Ron Amstutz, Vincent Geyskens, Matthias Müller (Works)

Selected Works

Ron Amstutz, Vincent Geyskens, Matthias Müller

January 18 - February 22, 2003

Ron Amstutz, Vincent Geyskens, Matthias Müller Press Release

Thomas Erben is very pleased to present the work of RON AMSTUTZ, an emerging American artist; VINCENT GEYSKENS, a young Belgian painter who has already received considerable attention in his native country; and MATTHIAS MüLLER, a German experimental film maker whose works have won him highly regarded awards in international short film competitions. There is no overriding theme or curatorial idea which would subsume the various artistic approaches and practices. However, each work is sustained by a similar level of complexity, an acknowledgement of the historical frameworks of the media employed and a concise execution.

Seen most recently in a White Room installation at White Columns, Ron Amstutz creates disorienting, colorful, complex environments which also serve as sites of performances for photo and video works. For this exhibition, he will display a previously fabricated sculpture of a man riding a donkey in a stage build diagonally as an obstacle in the gallery space. Thus directing the visitors’ circulation, he imposes viewing angles and entices the viewer-turned-performer into a dialogue with the installation. In his work, Amstutz strives to incite contemporary metaphors employing an array of disciplines. He holds an MFA from UCLA and a BFA from the Rochester Institute of Technology.

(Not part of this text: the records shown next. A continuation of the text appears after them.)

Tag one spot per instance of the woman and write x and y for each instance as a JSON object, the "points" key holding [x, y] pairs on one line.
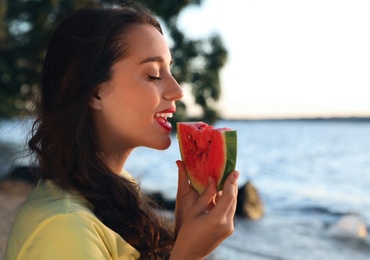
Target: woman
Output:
{"points": [[106, 89]]}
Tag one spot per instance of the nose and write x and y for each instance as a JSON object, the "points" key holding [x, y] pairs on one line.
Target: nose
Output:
{"points": [[173, 90]]}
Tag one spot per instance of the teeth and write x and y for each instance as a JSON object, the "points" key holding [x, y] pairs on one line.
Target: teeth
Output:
{"points": [[164, 115]]}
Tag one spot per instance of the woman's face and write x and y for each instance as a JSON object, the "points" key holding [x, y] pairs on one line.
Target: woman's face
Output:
{"points": [[135, 104]]}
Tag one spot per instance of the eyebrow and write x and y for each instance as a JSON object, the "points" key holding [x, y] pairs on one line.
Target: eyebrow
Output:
{"points": [[157, 59]]}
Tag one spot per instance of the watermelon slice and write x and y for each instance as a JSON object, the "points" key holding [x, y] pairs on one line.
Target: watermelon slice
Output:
{"points": [[206, 151]]}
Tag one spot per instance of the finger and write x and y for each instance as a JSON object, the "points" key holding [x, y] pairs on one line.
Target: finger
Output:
{"points": [[207, 197], [226, 204], [183, 183]]}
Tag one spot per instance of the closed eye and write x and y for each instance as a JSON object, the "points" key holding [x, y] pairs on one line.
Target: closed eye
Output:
{"points": [[154, 77]]}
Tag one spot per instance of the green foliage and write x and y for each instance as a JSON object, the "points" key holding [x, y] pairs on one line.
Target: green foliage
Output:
{"points": [[26, 26]]}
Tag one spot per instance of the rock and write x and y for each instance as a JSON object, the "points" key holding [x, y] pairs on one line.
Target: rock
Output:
{"points": [[349, 226], [249, 203]]}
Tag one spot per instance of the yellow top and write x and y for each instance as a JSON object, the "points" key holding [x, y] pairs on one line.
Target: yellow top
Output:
{"points": [[55, 224]]}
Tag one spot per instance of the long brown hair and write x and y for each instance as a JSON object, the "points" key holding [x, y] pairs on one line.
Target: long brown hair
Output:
{"points": [[81, 53]]}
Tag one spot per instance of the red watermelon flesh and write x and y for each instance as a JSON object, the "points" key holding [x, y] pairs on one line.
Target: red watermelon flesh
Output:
{"points": [[206, 151]]}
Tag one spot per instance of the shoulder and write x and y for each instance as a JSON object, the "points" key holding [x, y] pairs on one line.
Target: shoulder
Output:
{"points": [[75, 236]]}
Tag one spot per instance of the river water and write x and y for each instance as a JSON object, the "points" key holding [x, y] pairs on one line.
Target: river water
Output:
{"points": [[313, 178]]}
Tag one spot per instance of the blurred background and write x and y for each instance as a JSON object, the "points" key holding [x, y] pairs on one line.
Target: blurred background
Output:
{"points": [[291, 76]]}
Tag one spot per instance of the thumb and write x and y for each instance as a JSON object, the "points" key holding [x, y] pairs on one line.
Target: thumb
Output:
{"points": [[207, 197]]}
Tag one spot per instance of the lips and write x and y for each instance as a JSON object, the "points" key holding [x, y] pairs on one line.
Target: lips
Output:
{"points": [[162, 116]]}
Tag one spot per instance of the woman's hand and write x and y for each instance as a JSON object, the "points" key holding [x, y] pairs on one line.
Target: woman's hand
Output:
{"points": [[203, 221]]}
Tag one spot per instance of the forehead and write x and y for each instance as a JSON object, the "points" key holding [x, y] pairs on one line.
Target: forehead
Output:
{"points": [[146, 41]]}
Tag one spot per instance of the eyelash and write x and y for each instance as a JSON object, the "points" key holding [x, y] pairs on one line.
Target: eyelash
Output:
{"points": [[154, 78]]}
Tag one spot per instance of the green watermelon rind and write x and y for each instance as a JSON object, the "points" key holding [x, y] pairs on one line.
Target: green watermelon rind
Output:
{"points": [[231, 154]]}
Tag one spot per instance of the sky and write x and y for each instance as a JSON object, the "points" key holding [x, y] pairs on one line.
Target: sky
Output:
{"points": [[288, 58]]}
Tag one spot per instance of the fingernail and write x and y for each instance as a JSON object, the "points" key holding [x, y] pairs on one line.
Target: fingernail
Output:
{"points": [[178, 164]]}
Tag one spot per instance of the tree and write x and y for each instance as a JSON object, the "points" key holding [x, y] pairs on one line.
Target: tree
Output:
{"points": [[26, 26]]}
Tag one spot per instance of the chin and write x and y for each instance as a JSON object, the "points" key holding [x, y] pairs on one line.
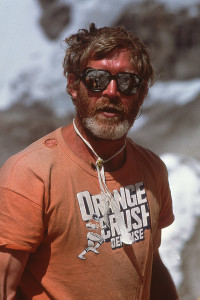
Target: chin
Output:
{"points": [[109, 131]]}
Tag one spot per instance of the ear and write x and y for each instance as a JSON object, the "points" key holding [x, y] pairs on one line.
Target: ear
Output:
{"points": [[143, 91], [71, 78]]}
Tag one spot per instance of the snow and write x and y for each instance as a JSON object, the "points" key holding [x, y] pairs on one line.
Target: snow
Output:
{"points": [[31, 65], [178, 92]]}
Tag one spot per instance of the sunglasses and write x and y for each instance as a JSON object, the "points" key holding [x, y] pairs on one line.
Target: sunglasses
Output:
{"points": [[97, 80]]}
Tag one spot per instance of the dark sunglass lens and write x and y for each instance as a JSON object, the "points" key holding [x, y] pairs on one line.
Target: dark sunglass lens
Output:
{"points": [[96, 80], [128, 83]]}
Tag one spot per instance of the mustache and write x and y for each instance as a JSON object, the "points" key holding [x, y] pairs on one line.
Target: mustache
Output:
{"points": [[106, 105]]}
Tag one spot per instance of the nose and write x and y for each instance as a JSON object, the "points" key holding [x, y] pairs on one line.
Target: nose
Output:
{"points": [[112, 89]]}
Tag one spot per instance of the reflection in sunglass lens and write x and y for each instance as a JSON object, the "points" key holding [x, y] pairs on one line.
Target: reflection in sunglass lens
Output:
{"points": [[98, 80]]}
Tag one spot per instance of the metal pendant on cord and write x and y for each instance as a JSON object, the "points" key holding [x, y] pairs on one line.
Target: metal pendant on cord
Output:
{"points": [[108, 200]]}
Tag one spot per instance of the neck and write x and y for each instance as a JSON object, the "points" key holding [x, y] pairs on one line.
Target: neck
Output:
{"points": [[105, 149]]}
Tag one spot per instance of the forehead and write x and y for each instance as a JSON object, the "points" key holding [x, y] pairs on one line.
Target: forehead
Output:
{"points": [[118, 60]]}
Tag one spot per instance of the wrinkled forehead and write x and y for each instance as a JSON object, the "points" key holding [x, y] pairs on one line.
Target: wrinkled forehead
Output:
{"points": [[111, 55]]}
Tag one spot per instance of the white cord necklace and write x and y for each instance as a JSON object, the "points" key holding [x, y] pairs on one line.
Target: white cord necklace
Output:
{"points": [[108, 199]]}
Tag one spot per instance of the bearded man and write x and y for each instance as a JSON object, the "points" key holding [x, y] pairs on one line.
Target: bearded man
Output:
{"points": [[81, 209]]}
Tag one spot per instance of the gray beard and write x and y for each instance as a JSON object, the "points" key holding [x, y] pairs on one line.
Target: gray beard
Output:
{"points": [[109, 132]]}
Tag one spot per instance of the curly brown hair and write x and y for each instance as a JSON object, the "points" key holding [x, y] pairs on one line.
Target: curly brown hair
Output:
{"points": [[96, 43]]}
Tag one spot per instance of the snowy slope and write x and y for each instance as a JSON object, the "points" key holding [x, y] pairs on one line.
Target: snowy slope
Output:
{"points": [[31, 68]]}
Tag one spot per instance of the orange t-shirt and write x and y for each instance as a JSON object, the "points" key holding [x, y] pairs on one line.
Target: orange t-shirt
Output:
{"points": [[50, 205]]}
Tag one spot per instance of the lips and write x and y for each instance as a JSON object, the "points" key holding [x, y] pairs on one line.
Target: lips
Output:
{"points": [[109, 112]]}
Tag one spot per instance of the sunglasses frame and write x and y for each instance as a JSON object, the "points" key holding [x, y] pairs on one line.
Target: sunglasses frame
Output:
{"points": [[112, 77]]}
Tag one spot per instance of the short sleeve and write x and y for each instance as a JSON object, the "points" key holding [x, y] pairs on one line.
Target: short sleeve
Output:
{"points": [[21, 206], [166, 216]]}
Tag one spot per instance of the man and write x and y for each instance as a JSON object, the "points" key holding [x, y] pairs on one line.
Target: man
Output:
{"points": [[52, 190]]}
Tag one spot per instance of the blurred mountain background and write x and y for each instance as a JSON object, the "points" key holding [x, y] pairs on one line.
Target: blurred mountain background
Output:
{"points": [[33, 100]]}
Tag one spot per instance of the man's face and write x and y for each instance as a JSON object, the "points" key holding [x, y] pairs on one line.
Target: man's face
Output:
{"points": [[108, 114]]}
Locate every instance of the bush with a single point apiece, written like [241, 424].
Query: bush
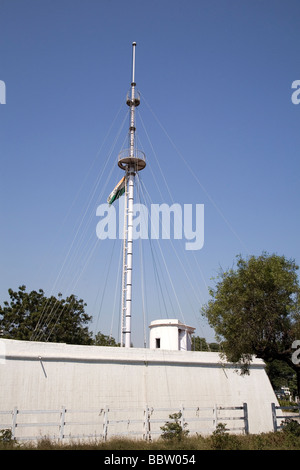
[173, 430]
[291, 426]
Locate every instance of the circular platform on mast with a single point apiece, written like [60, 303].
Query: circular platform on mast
[137, 160]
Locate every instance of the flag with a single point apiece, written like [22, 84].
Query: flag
[117, 191]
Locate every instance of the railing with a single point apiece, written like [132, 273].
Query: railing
[275, 417]
[108, 422]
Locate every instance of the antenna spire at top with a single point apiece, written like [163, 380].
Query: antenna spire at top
[133, 64]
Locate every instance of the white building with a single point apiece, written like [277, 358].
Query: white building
[46, 376]
[170, 334]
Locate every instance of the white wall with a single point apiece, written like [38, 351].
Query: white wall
[48, 375]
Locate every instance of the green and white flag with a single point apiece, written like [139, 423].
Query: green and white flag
[117, 191]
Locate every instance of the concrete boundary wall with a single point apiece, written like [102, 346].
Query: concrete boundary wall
[36, 375]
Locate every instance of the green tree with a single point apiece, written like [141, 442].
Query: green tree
[254, 310]
[33, 316]
[104, 340]
[174, 430]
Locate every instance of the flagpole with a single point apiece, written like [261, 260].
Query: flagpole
[131, 161]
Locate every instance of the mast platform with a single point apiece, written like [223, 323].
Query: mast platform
[137, 160]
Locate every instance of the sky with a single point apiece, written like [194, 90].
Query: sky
[216, 121]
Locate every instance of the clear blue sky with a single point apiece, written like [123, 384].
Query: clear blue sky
[215, 78]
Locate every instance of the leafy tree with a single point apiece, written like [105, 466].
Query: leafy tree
[255, 310]
[104, 340]
[33, 316]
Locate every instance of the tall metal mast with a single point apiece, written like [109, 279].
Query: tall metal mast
[131, 161]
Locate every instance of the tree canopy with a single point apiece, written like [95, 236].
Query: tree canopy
[255, 310]
[33, 316]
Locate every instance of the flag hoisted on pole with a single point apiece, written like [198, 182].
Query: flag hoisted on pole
[117, 191]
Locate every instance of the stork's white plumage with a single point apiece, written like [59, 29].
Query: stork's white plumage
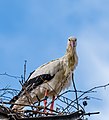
[52, 77]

Vincent Geyskens will show small, exquisitely painted portraits of women which he plays against larger, abstracted canvases. They originate from a Belgian sensibility (“ceci n’est pas une pipe”) where nothing is what it seems. “Madril” is the semi-portrait of a blonde whose attempts for improved beauty went terribly wrong: the silicon breasts are grotesquely enlarged and a plastic surgery left her face bulging. This portrait of sickening abundance is set off by a lush, minimalist black painting with a blue and pink stripe, reminiscent of reflections of neon lights in a red-light district. “Arrividerci Solo 2” shows the back of an attractive woman dressed in a low cut ball gown marked with a slash of red paint. Combined with “Lapdance Limousine”, a painting of light reflections on a black limousine’s surface, the diptych evokes a mysterious moos without resolve. Geyskens’ painterly techniques are as multiple and simultaneous as his stylistic approaches. A campy, “bad” ’50s paint handling is set against eloquent brush work or old-masterly techniques. In 1999, his work was included in the landmark exhibition “Trouble Spot: Painting” at the Museum voor Hedendaagse Kunst, Antwerp (curated by Luc Tuymans and Narcisse Tordoir).

Matthias Müller’s film “Vacancy” has been screened to great acclaim at international exhibitions such as Manifesta, Ljubljana, 2000, and has received numerous prizes, including the Main Award at the International Short Film Festival, Oberhausen, Germany in 1999. Executed as a travelogue with additional footage from amateur and feature films shot on location, “Vacancy” represents Brasilia “the ultimate utopia of the 20th century” (Umberto Eco) as a place abandoned from its inhabitants, a museum kept alive by its staff only. Images of a lone figure moving uncertainly, barren public squares, or workers scrubbing a gigantic white wall reveal an almost obsessive feeling of time and space, questioning in a persuasive way the idea of a modern utopia.